No more so than imposing a new requirement to detect and act on
duplicate keywords. The difference is that outlawing duplicates
doesn't fix those systems reading indeterminate values.
We might ask what an ideal FITS library or application should do on
encountering various exceptions. Whether or not duplicate keywords
are outlawed, deprecated or ignored, feeding such input to our
software will remain a frequent event. We can't legislate moral
behavior, rather only the consequences for detected immorality.
It seems to me that in this imperfect world it would be better if the
major FITS software packages adopted a coherent behavior on
encountering duplicate keywords. A header with duplicate FITS
keywords is not a bug. Currently, it is perfectly legal FITS, if
questionable practice. This cannot now be rescinded (except with
some form of HDU-level versioning, I still assert). But even if
duplicate keywords were illegal FITS, the question remains of what
FITS software should do upon encountering them - and how our code
should recognize the fact in the first place.
> Requiring all software systems to follow the same behavior is not
> practical, so the only sure way to prevent users from getting an
> incorrect result when analyzing the file is to eliminate duplicate
> keywords in the first place.
You cannot avoid the question of what software is required to do by
outlawing data. Those data can and will continue to be presented as
input to our software. Perhaps there is some notion that we'll
require all archives and data providers to scrub their data. This is
at least as impractical a requirement as you describe for the
software - more to the point, who will data providers turn to for
software to perform such scrubbing? One way or the other, if we
tackle this issue our software will have to detect duplicate keyword
instances and take some action as a result.
> There is less harm if the duplicated keywords all have the same
> value, so maybe the wording of this requirement should be modified
> to take this into account.
This strikes me as the sort of contingent action that indicates the
primary action is ill conceived. As far as the software, it is
simply another requirement placed on top of the first. Look for
duplicate keyword names, then look for duplicate values - would the
next step be a test for duplicate comments?
> some of your FOREIGN extensions have the order of these 2 keywords
> reversed.
We'll look into the behavior you describe. I would expect most
extension types, including FOREIGN, to be conformable to this more
strict keyword ordering whether it is required or merely preferred.
In addition to clarifying the ordering of PCOUNT/GCOUNT, this may be
a good time to state this more clearly for all the mandatory keywords
(section 4.4). In particular, the ordering of NAXISn is never
explicitly restricted to increasing numerical order. The only
statement for any of the mandatory keywords is presented in table
4.5, which suggests NAXISn be ordered, but never outright says it.
>>> 3. Embedded space characters are now forbidden within numeric
>>> values in an ASCII Table (e.g. "1 23 4.5" is no longer
>>> allowed to represent the decimal value 1234.5)
>>
>> Again - are there any examples of such usage in the field?
>
> No, as far as we know.
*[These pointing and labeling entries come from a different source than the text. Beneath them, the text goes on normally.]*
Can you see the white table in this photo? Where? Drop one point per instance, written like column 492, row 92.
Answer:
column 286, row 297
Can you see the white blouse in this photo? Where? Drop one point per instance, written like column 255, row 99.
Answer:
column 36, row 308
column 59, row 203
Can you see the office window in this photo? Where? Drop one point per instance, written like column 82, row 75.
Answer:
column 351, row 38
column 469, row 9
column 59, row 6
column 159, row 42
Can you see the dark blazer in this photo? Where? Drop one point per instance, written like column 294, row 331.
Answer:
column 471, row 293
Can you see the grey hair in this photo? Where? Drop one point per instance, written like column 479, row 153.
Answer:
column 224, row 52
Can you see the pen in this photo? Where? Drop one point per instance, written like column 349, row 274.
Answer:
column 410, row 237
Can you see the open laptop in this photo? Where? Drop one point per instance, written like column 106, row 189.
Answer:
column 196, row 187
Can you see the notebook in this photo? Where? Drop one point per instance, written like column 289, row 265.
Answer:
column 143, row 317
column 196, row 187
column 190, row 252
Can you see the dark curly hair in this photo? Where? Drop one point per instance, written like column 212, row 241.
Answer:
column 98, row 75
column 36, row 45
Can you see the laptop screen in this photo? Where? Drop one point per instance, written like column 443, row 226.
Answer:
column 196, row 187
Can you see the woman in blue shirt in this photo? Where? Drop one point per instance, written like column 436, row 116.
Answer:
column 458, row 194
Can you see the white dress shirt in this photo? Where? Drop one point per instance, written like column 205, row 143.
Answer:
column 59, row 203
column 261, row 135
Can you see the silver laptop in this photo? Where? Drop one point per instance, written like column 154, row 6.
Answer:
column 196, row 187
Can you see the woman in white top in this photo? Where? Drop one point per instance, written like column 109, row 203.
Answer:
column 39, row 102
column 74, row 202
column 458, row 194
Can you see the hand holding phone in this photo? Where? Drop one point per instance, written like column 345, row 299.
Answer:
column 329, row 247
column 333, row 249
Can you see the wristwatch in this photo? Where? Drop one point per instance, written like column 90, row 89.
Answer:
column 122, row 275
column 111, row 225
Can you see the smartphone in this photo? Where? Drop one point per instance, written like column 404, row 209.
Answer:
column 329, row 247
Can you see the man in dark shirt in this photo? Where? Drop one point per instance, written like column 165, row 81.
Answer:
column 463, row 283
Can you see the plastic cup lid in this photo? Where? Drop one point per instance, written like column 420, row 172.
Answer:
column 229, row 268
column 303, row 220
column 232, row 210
If there are any, then it is very likely
> that most current software systems do not support embedded spaces
> in the value and will silently read an incorrect value, or will
> exit with an error. Thus, it seems better to me to outlaw this
> usage rather than just not recommend it or deprecate it.
Again, the question is whether it is more productive to attempt to
outlaw something or to describe what steps software should take upon
encountering the usage. If there are no known instances, "outlawing"
is equivalent to clarifying the standard. This is likely such a
case. If there are many instances, I don't think we can escape from
taking a position on what the software should do.
> I don't really see any practical benefit to having a version
> keyword. Either the software will support a new requirement, or it
> won't; the presence of a version (or DATE) keyword isn't really
> helpful, except maybe to a human reading the header.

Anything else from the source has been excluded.